ドラマでいえば、50代、独身、実家暮らしの、団地で生まれた幼なじみのふたりの気ままでユーモラスな暮らし、さらりとした友情に共感が集まった『団地のふたり』のヒットも記憶に新しいところ(実は本作と同じロケ地という共通点も!)。特別な冒険も感動もあるわけではない、日記に記すほどでもないような日々だけど、そんな日々が愛おしいのだと、ほのぼの感じられる作品でした。
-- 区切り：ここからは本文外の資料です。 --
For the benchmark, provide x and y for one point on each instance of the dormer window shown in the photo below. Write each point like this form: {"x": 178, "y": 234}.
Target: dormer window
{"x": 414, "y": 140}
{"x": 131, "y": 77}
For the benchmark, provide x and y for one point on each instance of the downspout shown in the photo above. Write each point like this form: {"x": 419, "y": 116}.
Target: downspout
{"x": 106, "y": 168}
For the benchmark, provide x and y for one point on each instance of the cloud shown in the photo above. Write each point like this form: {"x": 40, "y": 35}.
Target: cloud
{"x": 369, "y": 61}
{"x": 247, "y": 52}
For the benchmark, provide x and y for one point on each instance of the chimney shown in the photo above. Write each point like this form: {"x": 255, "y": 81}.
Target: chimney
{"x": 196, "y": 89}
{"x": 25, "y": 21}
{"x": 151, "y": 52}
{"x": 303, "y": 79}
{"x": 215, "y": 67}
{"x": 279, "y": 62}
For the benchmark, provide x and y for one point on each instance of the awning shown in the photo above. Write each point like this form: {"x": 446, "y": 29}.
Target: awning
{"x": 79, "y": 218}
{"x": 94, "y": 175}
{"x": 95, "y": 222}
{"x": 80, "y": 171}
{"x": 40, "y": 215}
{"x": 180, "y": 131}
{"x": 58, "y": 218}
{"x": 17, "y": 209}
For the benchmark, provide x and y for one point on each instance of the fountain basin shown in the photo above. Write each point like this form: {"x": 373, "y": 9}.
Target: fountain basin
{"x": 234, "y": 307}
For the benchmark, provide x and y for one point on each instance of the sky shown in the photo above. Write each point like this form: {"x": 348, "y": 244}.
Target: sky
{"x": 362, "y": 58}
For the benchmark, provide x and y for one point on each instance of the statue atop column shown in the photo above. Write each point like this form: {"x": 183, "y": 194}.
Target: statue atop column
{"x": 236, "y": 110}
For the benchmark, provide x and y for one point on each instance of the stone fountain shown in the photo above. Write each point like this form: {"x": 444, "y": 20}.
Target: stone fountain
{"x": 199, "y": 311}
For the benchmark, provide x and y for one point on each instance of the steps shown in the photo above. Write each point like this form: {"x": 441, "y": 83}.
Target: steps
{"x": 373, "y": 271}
本作もまた、団地という場所だからこその「つながり」が際立っています。大家の鈴(加賀まりこ)は司を息子のように思っていますが、もし都心のマンションの希薄な人間関係の中で出会っていたら、「え、あの人若くてニートで居候なの!?」と、司に対してもっと驚きや疑念を抱いたかもしれません。でも、いろいろな交流が自然に行われる団地だからこそ、身構えずにすんなり受け入れることができるのです。
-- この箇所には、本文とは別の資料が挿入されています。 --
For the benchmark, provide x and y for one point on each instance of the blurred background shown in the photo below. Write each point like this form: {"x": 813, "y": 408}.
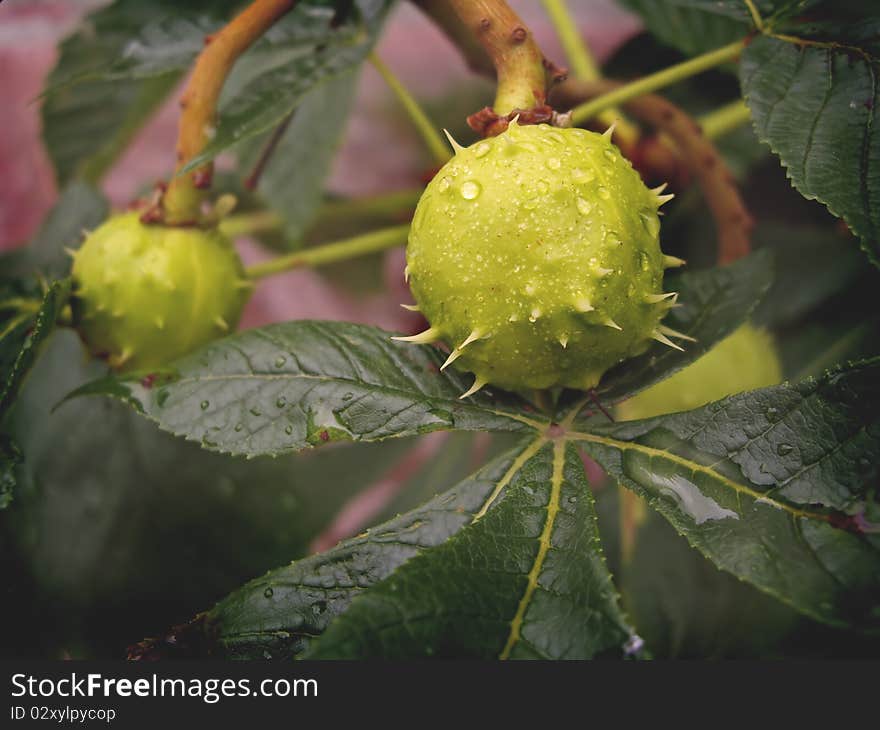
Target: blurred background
{"x": 120, "y": 531}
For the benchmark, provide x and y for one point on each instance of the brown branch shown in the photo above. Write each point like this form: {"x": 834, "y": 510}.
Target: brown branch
{"x": 698, "y": 155}
{"x": 181, "y": 202}
{"x": 253, "y": 179}
{"x": 520, "y": 67}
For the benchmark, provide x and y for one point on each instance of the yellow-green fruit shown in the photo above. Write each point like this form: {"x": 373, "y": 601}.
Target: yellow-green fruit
{"x": 535, "y": 256}
{"x": 147, "y": 294}
{"x": 745, "y": 360}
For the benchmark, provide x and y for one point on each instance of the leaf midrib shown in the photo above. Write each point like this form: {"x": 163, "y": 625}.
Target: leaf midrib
{"x": 543, "y": 548}
{"x": 373, "y": 387}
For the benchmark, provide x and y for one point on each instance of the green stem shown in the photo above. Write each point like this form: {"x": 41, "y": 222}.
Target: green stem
{"x": 655, "y": 81}
{"x": 584, "y": 66}
{"x": 439, "y": 149}
{"x": 399, "y": 202}
{"x": 721, "y": 121}
{"x": 387, "y": 204}
{"x": 248, "y": 224}
{"x": 329, "y": 253}
{"x": 581, "y": 61}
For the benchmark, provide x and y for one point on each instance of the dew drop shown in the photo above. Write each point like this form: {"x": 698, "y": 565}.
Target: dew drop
{"x": 580, "y": 175}
{"x": 470, "y": 189}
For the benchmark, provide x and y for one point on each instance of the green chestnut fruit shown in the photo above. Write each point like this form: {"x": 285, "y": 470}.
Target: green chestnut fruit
{"x": 144, "y": 295}
{"x": 745, "y": 360}
{"x": 535, "y": 256}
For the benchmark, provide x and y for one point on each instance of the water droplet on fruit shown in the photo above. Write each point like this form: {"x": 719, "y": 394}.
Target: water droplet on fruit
{"x": 470, "y": 189}
{"x": 634, "y": 645}
{"x": 585, "y": 207}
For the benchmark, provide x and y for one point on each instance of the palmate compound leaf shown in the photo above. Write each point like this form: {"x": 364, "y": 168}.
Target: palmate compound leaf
{"x": 113, "y": 72}
{"x": 816, "y": 105}
{"x": 507, "y": 563}
{"x": 290, "y": 386}
{"x": 27, "y": 341}
{"x": 125, "y": 59}
{"x": 712, "y": 304}
{"x": 286, "y": 387}
{"x": 317, "y": 44}
{"x": 778, "y": 486}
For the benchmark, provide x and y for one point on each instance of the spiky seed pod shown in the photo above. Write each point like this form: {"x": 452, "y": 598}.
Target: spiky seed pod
{"x": 146, "y": 294}
{"x": 744, "y": 360}
{"x": 535, "y": 256}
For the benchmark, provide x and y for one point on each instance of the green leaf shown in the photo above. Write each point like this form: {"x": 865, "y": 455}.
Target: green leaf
{"x": 293, "y": 181}
{"x": 526, "y": 580}
{"x": 38, "y": 329}
{"x": 124, "y": 530}
{"x": 694, "y": 26}
{"x": 10, "y": 458}
{"x": 317, "y": 50}
{"x": 777, "y": 486}
{"x": 817, "y": 108}
{"x": 811, "y": 264}
{"x": 79, "y": 209}
{"x": 279, "y": 613}
{"x": 113, "y": 72}
{"x": 289, "y": 386}
{"x": 713, "y": 303}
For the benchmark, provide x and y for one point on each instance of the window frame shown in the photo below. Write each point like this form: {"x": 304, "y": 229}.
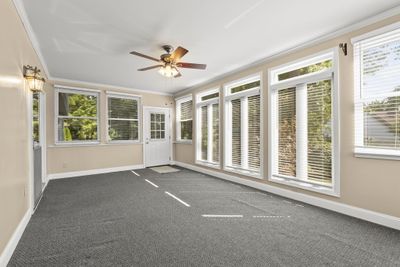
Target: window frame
{"x": 208, "y": 103}
{"x": 360, "y": 150}
{"x": 273, "y": 89}
{"x": 227, "y": 97}
{"x": 123, "y": 96}
{"x": 178, "y": 102}
{"x": 73, "y": 90}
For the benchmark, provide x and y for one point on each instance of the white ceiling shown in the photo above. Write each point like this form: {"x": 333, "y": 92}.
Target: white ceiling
{"x": 90, "y": 40}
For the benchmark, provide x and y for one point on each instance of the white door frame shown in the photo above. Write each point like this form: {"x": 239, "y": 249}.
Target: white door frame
{"x": 145, "y": 124}
{"x": 42, "y": 136}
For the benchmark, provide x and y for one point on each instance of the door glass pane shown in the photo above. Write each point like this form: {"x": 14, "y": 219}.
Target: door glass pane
{"x": 319, "y": 131}
{"x": 287, "y": 132}
{"x": 236, "y": 133}
{"x": 35, "y": 118}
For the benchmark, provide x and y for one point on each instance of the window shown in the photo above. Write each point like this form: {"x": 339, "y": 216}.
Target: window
{"x": 303, "y": 124}
{"x": 377, "y": 93}
{"x": 77, "y": 116}
{"x": 207, "y": 108}
{"x": 123, "y": 118}
{"x": 184, "y": 119}
{"x": 242, "y": 126}
{"x": 157, "y": 124}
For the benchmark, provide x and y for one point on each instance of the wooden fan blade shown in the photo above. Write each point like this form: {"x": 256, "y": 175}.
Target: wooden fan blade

団地の住人たちは例に漏れず魅力的。高齢者の安心な住環境づくりは大きな課題となる中、孤立・孤独が叫ばれる現代において、司のような存在がいることの安心感は計り知れません。90歳とは思えないほどパワフルで、趣味で作っている洋服や小物のネット販売までこなす鈴さんも素敵だし、イラストレーターの高麗(土居志央梨)や高校生の弓(中山ひなの)など、回を重ねるごとに麦巻の交流の輪が広がっていく展開も楽しみの一つです。
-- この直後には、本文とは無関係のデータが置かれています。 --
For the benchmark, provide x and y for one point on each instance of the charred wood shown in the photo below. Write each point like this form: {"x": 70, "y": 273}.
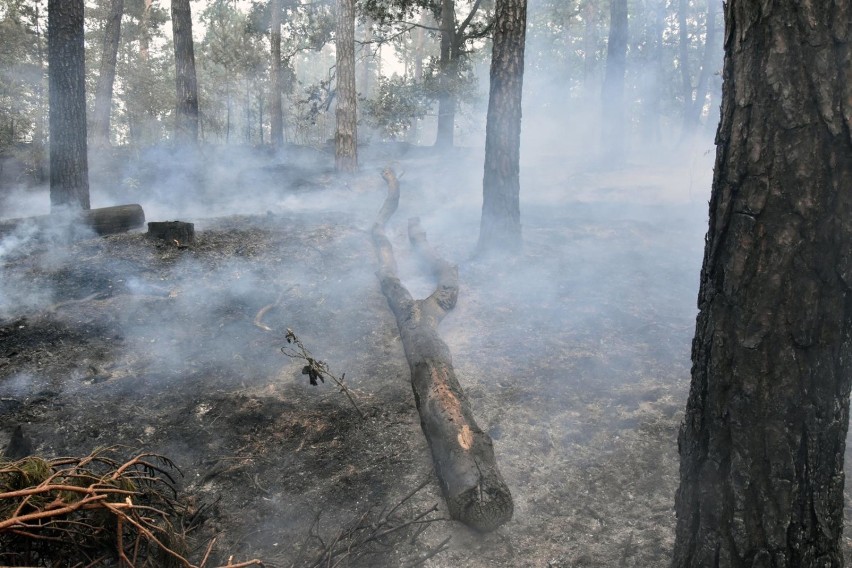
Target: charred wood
{"x": 462, "y": 452}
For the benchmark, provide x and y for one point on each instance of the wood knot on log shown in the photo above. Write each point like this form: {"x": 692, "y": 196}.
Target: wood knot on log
{"x": 463, "y": 454}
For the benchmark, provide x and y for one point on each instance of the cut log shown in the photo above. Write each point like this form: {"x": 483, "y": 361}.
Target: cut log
{"x": 179, "y": 233}
{"x": 104, "y": 221}
{"x": 463, "y": 454}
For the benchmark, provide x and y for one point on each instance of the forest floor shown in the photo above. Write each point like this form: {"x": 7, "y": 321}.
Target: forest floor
{"x": 575, "y": 356}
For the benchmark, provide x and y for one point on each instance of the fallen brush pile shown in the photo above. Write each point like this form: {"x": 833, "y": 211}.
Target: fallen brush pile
{"x": 95, "y": 510}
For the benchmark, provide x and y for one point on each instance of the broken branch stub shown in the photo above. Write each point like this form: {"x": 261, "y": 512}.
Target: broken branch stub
{"x": 473, "y": 487}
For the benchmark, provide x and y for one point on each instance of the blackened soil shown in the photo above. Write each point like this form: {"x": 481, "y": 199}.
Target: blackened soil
{"x": 575, "y": 357}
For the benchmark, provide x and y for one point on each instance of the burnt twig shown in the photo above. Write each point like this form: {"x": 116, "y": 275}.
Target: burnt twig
{"x": 315, "y": 369}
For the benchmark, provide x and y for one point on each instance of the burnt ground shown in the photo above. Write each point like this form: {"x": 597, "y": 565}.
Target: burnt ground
{"x": 575, "y": 356}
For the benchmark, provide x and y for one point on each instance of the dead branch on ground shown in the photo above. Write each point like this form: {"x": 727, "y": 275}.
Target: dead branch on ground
{"x": 316, "y": 369}
{"x": 373, "y": 533}
{"x": 84, "y": 511}
{"x": 463, "y": 453}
個性豊かな住人たちとの間に生まれるのは、プライベートに過度に踏み込まず、でも困った時ときはそっと手を差し伸べ寄り添う、そんなゆるやかで温かい「つながり」です。
どこか懐かしくて、物理的な距離も心理的な距離も近い団地のコミュニティは、病気で孤立しがちだった麦巻にとって、まさに新しい「居場所」。現代社会で希薄になりつつある、人とのつながりの価値を、本作は力強く感じさせてくれます。